06 Mai 2010

Nietzsche am Morgen

An einem Donnerstagmorgen im Mai gegen 8.45Uhr sitzen um die 30 Germanistikstudenten in einem Raum mit schlechter Akkustik aber wenigstens vielen Fenstern mit Blick ins Grüne. Circa 20 von diesen jungen Menschen verfolgen mit ihrer Anwesenheit nur ein Ziel: Es gilt, die Zeit abzusitzen und die eigene Unterschrift auf die Anwesenheitsliste zu pflanzen.
All jene, auf die diese Beschreibung nicht zutrifft, sitzen hier mit Körperspannung und Blickkontakt zum Dozenten und sehen sich aufmerksamkeitsheischend um, wenn sie in regelmäßigen Abständen ihre völlig irrelevante Meinung kundtun müssen.
Heute erhellen sie unseren Morgen mit der Argumentation, ob Goethe während seiner Italienreise ein Tourist oder eher ein Reisender im definierten Sinne Jonathan Cullers ist. Man einigt sich ganz eifrig, dass sowohl Merkmale des Bildungsreisenden als auch des Touristen auf unseren guten Goethe zutreffen.
Es schlägt 9.00Uhr und zwei wichtigtuerische Herren bahnen sich ihren Weg nach vorne, stöpseln den Laptop an den Beamer und es gilt: Licht aus! Spot an! Die Show beginnt!

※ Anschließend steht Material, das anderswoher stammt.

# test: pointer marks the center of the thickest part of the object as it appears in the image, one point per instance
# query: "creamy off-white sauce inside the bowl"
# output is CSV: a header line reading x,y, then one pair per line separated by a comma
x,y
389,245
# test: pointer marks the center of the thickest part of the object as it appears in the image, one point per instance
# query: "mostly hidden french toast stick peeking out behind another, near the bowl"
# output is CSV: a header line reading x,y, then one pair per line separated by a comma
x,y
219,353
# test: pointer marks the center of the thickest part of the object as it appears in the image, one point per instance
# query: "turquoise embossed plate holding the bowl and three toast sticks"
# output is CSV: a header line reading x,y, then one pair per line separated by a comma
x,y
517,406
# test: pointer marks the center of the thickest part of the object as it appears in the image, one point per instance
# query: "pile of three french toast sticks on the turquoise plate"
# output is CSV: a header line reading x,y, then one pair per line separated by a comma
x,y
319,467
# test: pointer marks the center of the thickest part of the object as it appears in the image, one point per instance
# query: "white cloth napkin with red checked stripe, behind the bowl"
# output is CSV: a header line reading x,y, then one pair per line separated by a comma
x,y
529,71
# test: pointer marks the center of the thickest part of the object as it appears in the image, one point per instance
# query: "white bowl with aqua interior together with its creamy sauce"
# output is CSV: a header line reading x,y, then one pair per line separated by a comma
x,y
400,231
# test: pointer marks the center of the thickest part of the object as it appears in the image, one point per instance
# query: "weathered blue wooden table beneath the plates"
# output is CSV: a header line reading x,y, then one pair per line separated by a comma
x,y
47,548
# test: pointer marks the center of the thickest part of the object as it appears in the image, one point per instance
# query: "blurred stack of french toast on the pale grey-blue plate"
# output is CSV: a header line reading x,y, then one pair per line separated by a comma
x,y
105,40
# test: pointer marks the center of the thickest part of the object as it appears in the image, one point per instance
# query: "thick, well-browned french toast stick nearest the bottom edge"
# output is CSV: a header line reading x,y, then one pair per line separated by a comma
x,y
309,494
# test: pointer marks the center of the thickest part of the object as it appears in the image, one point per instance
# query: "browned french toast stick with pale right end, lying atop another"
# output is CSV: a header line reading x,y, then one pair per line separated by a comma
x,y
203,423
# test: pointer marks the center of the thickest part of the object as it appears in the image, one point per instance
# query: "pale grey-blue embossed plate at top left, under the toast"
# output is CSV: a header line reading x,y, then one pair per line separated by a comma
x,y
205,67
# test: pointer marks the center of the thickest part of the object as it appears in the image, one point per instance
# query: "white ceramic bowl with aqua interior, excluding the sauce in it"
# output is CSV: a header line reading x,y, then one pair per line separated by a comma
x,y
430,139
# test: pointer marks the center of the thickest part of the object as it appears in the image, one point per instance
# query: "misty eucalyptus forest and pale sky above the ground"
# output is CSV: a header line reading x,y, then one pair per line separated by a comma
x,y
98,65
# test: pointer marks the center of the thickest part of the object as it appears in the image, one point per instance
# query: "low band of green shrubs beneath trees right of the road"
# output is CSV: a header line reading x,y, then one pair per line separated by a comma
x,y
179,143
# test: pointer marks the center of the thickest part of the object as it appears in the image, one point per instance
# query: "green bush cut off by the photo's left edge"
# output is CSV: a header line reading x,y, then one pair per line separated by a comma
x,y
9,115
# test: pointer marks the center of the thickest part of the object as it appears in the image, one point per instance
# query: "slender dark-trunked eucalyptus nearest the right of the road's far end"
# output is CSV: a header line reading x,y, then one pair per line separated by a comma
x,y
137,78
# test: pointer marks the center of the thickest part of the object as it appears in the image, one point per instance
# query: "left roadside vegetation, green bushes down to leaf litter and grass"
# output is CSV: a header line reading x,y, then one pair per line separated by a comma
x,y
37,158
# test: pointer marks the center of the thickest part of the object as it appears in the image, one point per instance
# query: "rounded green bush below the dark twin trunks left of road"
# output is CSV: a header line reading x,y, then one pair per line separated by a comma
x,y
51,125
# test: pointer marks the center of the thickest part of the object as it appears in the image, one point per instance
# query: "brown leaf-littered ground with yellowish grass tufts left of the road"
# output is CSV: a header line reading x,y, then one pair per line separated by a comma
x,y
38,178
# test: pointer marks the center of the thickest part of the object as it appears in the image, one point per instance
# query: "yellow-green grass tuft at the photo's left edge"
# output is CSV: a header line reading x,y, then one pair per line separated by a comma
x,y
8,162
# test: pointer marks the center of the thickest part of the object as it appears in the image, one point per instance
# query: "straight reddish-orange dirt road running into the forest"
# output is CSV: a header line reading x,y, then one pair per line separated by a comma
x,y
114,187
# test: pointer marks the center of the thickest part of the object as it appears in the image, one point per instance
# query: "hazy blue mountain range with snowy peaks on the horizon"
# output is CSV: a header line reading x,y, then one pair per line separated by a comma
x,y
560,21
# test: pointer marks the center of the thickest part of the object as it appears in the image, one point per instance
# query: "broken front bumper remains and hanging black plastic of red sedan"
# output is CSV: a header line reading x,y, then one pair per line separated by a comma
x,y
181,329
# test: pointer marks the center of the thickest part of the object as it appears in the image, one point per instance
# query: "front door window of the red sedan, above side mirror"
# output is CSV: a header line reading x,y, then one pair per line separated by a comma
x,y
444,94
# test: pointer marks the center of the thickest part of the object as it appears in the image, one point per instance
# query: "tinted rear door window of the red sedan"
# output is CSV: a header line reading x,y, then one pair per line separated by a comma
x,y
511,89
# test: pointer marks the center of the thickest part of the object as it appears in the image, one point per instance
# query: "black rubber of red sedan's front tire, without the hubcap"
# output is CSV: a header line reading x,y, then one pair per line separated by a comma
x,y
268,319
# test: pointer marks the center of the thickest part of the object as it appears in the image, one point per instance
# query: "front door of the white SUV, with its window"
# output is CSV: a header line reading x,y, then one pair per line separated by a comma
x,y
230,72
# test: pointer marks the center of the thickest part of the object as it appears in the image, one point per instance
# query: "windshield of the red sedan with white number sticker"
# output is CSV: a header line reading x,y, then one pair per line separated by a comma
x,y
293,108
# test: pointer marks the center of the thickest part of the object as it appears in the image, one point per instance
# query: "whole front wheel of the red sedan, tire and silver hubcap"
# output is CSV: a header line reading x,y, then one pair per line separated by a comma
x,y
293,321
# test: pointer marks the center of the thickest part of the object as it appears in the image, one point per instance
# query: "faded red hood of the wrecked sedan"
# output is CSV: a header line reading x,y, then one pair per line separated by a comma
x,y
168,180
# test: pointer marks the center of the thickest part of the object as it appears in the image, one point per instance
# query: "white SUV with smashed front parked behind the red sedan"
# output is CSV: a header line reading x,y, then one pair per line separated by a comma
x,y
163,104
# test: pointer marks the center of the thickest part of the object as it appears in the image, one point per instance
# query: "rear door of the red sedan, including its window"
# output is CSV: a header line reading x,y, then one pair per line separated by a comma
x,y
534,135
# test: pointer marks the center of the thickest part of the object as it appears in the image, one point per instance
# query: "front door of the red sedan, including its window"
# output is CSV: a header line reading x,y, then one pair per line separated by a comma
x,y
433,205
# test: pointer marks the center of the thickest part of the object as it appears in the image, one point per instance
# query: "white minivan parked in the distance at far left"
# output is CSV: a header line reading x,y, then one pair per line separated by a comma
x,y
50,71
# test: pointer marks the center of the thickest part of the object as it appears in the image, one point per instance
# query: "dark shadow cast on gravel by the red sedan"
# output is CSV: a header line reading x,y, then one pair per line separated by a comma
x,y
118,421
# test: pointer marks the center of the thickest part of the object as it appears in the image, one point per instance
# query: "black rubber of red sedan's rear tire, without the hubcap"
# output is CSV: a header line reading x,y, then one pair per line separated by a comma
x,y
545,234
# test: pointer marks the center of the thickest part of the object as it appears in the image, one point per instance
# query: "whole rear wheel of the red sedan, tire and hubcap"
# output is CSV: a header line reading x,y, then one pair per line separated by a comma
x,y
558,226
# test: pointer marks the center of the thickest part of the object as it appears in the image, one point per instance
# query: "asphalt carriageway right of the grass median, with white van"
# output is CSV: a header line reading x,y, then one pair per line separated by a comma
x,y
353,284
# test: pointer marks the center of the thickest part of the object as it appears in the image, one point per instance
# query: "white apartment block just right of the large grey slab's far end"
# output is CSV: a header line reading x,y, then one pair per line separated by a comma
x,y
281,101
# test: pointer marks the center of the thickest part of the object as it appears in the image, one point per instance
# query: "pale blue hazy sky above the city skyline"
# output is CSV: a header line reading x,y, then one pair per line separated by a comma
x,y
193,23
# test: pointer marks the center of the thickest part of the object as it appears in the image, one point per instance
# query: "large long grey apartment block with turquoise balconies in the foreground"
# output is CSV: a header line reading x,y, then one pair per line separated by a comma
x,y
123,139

Ein Vortrag über Nietzsche. Kann man sich mehr erhoffen von so einem sonnigen Morgen im Mai? Ein Halbstarker in schwarzer Hose und weißem Hemd (natürlich sorgfältig in die Hose gesteckt) belehrt uns über das Leben Nietzsches zwischen frühem Tod des Vaters und der eigenen Geisteskrankheit in der letzten Dekade vor seinem Ableben. Auf didaktisch bedenkliche Weise werden ziellose Fragen in den Raum geworfen und die Zahl der Nebenaktivitäten des Publikums steigt dramatisch an. Man beschwert sich zu Recht über die fehlende Männlichkeit der Herren im Raum und die beiden Herren, die gerade on stage performen, bilden die absolute Spitze dieses Missstandes.
Bleibt zu hoffen, dass nur die wenigstens dieser Exemplare auf unschuldige Schüler losgelassen werden.